LASr provided additional value in predicting elevated LV filling pressures in patients with stable CAD and preserved EF in comparison with conventional echocardiographic parameters in the 2016 guideline, especially when encountered with “indeterminate diastolic dysfunction” or clinical situations in which the acquisition of Doppler parameters is difficult, such as lack of or incomplete tricuspid regurgitation jet, tachycardia obscuring mitral annular tissue Doppler tracing and so on. Furthermore, LA reservoir strain combined with E/E'septal (LASr/ E/E'septal) proved to be a better noninvasive parameter to predict elevated LV filling pressures and identify LVDD earlier and more accurately in patients with stable CAD and preserved EF. However, the routine clinical use of LV filling pressure assessment by LASr/ E/E’septal alone needs further validation in larger samples. In addition, further research is required to explore how best to incorporate LASr and LASr/E/E′septal into multiparametric diagnostic models for CAD patients with preserved LVEF, and to validate the optimal cutoff value for these parameters to differentiate LVDD from the normal.
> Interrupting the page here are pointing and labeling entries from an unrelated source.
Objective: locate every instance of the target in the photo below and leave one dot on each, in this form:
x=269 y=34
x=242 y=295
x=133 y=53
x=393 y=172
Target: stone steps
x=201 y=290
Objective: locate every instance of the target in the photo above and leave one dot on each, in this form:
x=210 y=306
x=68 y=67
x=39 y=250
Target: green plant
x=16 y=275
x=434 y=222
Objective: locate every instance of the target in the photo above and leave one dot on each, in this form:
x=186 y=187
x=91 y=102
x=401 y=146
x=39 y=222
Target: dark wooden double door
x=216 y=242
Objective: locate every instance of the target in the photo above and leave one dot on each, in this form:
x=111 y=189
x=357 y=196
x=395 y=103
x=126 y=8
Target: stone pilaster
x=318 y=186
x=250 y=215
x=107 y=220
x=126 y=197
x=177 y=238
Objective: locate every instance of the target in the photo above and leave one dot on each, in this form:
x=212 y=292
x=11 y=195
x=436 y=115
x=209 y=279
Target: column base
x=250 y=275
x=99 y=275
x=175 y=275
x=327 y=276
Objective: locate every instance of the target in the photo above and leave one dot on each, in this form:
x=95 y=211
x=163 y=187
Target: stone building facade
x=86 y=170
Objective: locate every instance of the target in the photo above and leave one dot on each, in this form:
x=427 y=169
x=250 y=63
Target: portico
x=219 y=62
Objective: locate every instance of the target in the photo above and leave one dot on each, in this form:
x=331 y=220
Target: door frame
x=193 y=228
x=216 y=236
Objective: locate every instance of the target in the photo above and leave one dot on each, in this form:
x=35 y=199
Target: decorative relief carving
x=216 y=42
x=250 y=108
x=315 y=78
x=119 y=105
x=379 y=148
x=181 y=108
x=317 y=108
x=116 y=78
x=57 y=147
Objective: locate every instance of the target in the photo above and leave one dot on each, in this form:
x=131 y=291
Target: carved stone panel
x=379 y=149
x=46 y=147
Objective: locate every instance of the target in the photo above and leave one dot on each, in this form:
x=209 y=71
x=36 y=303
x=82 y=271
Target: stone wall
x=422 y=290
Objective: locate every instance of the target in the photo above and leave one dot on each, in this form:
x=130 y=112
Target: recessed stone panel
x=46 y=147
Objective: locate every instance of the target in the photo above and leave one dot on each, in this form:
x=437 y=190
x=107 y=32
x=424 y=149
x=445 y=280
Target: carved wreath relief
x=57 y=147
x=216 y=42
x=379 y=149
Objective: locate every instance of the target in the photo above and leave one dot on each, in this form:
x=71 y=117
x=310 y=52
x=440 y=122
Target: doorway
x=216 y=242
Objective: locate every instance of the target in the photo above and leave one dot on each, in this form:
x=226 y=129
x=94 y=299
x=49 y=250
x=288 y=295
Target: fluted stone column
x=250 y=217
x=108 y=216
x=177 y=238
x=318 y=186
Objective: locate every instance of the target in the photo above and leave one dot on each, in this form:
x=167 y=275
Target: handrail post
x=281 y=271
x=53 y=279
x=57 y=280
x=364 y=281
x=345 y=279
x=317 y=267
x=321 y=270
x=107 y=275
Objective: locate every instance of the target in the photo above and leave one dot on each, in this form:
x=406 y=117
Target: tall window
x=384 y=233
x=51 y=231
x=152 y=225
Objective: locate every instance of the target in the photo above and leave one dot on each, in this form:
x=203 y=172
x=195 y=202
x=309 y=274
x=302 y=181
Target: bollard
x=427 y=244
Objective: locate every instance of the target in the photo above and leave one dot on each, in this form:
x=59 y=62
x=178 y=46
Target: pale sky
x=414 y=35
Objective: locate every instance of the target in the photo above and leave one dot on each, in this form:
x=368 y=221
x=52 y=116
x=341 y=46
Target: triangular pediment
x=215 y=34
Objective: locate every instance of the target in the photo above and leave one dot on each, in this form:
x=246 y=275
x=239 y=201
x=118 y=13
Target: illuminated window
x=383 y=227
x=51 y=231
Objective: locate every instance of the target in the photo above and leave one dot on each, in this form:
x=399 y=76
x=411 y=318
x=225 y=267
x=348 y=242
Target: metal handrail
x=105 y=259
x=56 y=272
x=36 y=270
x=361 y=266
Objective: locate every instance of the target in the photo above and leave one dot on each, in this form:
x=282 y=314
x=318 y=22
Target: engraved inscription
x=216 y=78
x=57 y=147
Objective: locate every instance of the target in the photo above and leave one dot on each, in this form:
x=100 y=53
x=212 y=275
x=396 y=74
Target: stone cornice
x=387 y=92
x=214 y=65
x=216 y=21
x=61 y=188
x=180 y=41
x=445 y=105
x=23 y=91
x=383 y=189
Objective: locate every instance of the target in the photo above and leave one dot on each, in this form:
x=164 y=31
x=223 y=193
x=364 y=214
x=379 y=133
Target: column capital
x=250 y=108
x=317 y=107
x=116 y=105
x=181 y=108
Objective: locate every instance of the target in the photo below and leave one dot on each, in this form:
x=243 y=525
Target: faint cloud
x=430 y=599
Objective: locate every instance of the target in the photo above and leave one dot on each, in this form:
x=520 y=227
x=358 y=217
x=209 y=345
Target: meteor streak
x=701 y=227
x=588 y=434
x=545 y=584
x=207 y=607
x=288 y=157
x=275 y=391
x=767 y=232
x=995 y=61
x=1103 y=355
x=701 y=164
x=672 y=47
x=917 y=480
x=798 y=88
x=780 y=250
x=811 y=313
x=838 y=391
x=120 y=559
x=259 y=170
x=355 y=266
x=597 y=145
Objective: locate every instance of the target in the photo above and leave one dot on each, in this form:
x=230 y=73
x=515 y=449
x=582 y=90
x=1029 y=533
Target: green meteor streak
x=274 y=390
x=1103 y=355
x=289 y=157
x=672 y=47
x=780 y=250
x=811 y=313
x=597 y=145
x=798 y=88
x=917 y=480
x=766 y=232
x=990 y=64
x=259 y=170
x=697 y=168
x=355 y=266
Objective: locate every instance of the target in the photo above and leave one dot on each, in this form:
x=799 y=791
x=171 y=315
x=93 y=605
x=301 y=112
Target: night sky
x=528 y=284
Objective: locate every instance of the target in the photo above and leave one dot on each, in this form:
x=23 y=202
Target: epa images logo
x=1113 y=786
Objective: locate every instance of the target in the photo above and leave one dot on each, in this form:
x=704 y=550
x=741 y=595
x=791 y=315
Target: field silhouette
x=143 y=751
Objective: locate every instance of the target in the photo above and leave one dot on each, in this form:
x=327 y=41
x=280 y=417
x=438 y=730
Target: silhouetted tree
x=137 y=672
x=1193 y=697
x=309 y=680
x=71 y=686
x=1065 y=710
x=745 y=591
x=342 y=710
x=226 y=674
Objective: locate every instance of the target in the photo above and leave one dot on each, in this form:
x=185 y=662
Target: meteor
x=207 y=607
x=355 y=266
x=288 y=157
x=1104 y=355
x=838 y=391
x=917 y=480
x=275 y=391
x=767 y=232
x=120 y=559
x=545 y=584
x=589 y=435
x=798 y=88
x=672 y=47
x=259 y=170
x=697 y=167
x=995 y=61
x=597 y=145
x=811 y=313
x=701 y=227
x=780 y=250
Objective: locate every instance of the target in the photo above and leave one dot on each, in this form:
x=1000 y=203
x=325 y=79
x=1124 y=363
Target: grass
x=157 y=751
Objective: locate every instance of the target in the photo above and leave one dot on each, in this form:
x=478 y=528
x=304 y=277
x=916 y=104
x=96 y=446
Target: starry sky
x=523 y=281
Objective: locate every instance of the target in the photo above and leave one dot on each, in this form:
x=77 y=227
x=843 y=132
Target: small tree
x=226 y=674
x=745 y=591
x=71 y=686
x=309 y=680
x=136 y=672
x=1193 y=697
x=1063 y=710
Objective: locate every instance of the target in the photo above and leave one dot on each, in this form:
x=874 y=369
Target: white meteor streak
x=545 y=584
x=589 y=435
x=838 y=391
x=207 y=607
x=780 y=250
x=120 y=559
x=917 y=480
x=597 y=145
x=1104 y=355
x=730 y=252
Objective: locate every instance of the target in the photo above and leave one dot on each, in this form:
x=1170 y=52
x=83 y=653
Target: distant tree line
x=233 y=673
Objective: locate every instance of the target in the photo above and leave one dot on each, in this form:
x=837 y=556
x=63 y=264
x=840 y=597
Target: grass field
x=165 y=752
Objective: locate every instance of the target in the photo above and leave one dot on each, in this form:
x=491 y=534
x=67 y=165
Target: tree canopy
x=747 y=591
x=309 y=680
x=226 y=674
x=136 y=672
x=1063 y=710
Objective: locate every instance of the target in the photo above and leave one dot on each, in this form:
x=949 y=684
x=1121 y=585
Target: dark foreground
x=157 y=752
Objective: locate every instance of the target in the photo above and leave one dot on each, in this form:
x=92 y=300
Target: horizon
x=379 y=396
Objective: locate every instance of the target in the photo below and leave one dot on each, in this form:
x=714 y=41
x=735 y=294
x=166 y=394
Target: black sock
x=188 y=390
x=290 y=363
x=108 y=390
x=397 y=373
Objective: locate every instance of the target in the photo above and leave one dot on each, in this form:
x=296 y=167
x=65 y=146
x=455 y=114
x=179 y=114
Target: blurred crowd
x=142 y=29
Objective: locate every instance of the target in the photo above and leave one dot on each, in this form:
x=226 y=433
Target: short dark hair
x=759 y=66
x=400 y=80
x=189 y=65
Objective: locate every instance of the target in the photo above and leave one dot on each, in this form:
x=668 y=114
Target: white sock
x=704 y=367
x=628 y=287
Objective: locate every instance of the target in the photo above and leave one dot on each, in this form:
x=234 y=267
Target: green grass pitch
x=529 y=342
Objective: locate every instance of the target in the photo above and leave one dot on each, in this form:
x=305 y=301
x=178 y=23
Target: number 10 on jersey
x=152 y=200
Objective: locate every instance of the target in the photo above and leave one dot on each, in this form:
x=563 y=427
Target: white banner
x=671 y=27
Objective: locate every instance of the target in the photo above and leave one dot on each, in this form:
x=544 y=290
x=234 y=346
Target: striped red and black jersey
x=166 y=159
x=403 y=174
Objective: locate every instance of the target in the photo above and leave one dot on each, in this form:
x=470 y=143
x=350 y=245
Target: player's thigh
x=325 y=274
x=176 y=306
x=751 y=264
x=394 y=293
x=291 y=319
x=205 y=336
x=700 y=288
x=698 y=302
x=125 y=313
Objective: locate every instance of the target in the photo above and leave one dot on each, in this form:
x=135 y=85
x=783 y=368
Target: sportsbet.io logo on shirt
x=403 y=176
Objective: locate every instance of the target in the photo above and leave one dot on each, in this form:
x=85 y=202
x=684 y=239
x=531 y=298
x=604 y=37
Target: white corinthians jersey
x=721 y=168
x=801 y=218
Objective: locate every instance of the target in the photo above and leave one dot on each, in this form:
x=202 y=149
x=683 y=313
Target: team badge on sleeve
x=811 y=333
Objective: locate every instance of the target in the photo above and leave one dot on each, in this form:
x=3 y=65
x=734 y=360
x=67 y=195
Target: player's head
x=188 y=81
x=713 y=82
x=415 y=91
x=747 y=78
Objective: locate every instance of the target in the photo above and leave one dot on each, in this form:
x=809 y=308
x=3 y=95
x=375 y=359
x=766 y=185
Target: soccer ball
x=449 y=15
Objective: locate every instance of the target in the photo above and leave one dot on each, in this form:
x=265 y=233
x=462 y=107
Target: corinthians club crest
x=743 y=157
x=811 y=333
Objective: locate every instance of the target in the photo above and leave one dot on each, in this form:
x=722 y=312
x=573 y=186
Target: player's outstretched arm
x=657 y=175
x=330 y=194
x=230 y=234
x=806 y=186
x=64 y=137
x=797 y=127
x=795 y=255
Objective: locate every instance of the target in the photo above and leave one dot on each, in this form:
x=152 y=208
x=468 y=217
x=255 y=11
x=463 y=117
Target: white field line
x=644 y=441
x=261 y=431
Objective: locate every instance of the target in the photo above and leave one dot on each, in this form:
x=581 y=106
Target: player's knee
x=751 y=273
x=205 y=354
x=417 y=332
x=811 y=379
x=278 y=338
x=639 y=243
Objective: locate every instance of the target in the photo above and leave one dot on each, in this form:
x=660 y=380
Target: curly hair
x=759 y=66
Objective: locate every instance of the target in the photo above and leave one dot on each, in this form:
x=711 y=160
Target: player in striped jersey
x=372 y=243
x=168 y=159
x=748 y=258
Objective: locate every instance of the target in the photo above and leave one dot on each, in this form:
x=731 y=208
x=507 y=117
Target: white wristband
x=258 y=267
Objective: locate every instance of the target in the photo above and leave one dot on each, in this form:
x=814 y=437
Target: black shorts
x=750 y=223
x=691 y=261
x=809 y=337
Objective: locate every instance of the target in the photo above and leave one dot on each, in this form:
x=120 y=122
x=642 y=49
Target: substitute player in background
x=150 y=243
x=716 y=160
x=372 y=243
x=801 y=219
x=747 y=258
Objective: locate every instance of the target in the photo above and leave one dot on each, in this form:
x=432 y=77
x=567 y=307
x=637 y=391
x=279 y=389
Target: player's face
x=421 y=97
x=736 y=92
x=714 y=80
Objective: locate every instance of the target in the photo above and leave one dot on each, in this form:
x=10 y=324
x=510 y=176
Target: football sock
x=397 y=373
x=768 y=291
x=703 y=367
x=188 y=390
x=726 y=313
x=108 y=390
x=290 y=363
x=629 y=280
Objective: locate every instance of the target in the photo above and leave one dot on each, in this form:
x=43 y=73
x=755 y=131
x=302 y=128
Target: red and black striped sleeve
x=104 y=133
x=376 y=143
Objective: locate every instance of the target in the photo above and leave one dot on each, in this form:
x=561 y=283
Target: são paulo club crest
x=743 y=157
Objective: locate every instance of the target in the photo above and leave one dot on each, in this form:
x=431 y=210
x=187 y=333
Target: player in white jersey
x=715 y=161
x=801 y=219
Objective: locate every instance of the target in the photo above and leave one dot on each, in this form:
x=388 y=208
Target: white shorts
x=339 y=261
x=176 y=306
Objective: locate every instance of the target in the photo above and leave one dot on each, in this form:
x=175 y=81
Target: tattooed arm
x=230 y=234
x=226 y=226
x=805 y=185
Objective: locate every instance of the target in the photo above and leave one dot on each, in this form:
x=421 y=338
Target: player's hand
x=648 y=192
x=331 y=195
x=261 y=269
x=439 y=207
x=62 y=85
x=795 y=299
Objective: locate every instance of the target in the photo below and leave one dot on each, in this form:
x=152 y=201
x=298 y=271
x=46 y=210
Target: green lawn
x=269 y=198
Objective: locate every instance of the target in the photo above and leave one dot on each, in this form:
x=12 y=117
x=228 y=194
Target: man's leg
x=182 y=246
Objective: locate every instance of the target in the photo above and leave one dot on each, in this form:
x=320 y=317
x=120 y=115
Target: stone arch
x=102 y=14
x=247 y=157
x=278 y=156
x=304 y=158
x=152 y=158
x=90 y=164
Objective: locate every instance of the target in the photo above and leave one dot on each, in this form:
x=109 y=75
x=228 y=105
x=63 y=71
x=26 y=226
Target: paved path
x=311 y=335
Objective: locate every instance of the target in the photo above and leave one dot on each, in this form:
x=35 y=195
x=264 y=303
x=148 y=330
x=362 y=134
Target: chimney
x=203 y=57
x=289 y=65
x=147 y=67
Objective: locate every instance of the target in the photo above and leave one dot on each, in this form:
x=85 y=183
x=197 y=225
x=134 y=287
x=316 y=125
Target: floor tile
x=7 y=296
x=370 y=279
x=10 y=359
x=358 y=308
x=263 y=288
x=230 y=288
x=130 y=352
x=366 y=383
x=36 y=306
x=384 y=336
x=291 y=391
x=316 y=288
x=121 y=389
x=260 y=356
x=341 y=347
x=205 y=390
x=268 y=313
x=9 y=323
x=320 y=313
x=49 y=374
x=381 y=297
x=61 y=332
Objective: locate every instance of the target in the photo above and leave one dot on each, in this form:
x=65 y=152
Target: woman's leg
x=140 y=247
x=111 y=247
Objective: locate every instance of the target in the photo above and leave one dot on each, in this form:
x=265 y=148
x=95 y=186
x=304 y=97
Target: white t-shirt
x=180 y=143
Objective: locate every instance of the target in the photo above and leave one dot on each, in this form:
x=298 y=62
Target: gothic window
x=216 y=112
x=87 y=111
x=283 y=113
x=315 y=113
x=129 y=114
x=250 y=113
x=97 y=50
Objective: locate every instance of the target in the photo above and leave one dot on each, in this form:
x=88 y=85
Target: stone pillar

Several limitations of our research should be noted. First, the sample size in our study was relatively small. Thus, further multicenter studies with large samples are necessary to confirm our preliminary findings. Second, patients with atrial fibrillation or other severe arrhythmia were excluded from this study; the populations comprised patients with CAD with preserved LVEF. Thus, the present findings may be only generalizable to patients with sinus rhythm with intermediate to high probability of LVDD and preserved LVEF. Third, we used the average of the four- and two-chamber views to analyze LA strain, rather than the four-chamber view alone as recommended [21]. However, both methods appeared to perform similarly, which was proved by a sub-analysis (see Additional files 1 and 2). Further validation of the utility of using only the four-chamber view for LA strain is needed in larger samples of patients with various diseases. Fourth, the results of coronary angiography were interpreted by an expert interventional cardiologist based on visual assessment, without performing fractional flow reserve or instant wave-frame ratio to confirm the hemodynamic relevance, which should be improved in our subsequent research. Fifth, EchoPAC is not dedicated software for the analysis of LA strain; currently, a dedicated software product recognized for the assessment of LA strain is not available, and thus we applied the commonly used software for the left ventricle in our study. Furthermore, the values of LA strain are vendor-dependent; therefore, the same 2D-STE software should be used to analyze LA strain for patient diagnosis and follow-up [21, 40]. Finally, the reliability of LA strain is influenced by image quality, and LA strain needs to be analyzed by ultrasound software offline. Therefore, the acquisition of LA strain may require skillful operators and consume more time than traditional echocardiographic parameters. But more and more studies have confirmed the feasibility of LA strain and provided normal values, which enable LA strain to be a useful tool for diastolic assessment in future clinical practice [41, 42].

Conclusions

LASr could provide additional value in predicting elevated LV filling pressures in patients with stable CAD who have preserved EF in comparison with the conventional echocardiographic parameters of the 2016 guideline. LASr/E/E′septal, superior to LASr, had the potential to be a better stand-alone echocardiographic parameter to identify elevated LV filling pressures and discriminate LVDD earlier and more accurately in patients with stable CAD and preserved EF.